Now you might think, "Why is that?" Well, it's because all organisms are related to
one another by evolution. You might further think, "Well, gosh, a fruit fly is pretty
dissimilar from a mouse...gee, a fruit fly is even pretty dissimilar from a dragonfly.
How related could they really be?" But we saw that it's just one tiny typo in the blueprint
that takes a fruit fly, which looks like a normal fly, to something that all of a sudden
is starting to look a little bit more like a dragonfly. It's got an extra set of wings.

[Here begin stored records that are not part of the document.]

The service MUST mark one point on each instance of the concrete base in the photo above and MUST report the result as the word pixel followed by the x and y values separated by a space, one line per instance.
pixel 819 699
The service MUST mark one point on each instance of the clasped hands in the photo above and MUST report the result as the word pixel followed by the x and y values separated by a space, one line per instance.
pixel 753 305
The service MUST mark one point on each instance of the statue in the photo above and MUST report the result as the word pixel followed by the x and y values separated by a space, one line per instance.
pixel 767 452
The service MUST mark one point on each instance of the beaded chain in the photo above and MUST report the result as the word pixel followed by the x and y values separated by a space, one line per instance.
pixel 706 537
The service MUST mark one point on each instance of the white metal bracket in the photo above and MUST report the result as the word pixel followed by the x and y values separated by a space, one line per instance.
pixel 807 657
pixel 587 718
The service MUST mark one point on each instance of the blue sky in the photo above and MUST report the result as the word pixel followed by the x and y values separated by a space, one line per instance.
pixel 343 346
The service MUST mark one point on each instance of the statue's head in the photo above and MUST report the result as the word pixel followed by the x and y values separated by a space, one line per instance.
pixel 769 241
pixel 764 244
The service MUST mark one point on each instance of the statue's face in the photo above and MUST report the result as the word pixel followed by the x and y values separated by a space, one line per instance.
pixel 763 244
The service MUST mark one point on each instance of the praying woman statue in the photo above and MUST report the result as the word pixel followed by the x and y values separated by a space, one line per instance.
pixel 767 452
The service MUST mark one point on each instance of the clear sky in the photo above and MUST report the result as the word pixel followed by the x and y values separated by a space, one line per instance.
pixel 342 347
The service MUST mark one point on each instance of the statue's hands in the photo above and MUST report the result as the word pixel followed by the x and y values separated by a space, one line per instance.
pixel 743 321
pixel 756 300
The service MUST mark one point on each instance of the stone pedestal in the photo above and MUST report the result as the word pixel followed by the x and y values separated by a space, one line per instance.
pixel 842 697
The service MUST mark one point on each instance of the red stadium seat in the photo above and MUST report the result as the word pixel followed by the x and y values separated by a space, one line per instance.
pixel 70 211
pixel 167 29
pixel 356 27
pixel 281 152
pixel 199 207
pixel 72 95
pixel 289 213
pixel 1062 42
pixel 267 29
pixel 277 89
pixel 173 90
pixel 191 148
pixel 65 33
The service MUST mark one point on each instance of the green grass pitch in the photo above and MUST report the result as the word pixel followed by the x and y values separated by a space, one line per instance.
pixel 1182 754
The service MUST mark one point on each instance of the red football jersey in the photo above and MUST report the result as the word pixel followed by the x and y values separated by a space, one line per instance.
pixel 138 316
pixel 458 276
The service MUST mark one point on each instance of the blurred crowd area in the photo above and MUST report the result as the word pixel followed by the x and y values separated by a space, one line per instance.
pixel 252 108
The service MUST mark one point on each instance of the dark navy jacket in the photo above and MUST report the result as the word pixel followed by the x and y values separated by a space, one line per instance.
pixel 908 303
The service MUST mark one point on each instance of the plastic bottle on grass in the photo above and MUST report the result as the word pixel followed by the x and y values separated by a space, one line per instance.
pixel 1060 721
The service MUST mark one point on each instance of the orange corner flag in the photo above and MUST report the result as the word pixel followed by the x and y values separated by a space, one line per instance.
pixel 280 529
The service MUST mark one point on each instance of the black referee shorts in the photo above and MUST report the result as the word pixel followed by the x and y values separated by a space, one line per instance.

Maybe another tiny typo in its blueprint and the fly gets bigger, it's better able to survive
in some particular kind of place. A few more tiny little typos, we go from something
that looks like a normal fruit fly to something that's looking an awful lot like a dragonfly,
and beyond that it's not that many more steps to get to something that starts to look like
a mouse.
We all come from the same place, all of the pieces are the same, and the tools that we
use to pattern from beginning, from head to tail
or for any biological process are very, very similar across all evolved species. All living
things use the same toolbox in very similar ways and, in fact, reuse these tools not only,
say, from head to toe, but from shoulder to fingertips.
So those are the two main lessons: we're all built out of the same parts, and the processes
are almost identical between very different animals, and that's why we study model organisms.
We exhaustively understand how a tiny fly or a tiny worm work, and that tells us a lot
about how we work.
So if anyone has any questions about fruit flies or worms or the type of work that I
do, I'd be happy to answer them now.
>>TEACHER: But, before we do that, it is customary, when someone has finished a lecture like this,
to give them a sincere and encouraging round of applause.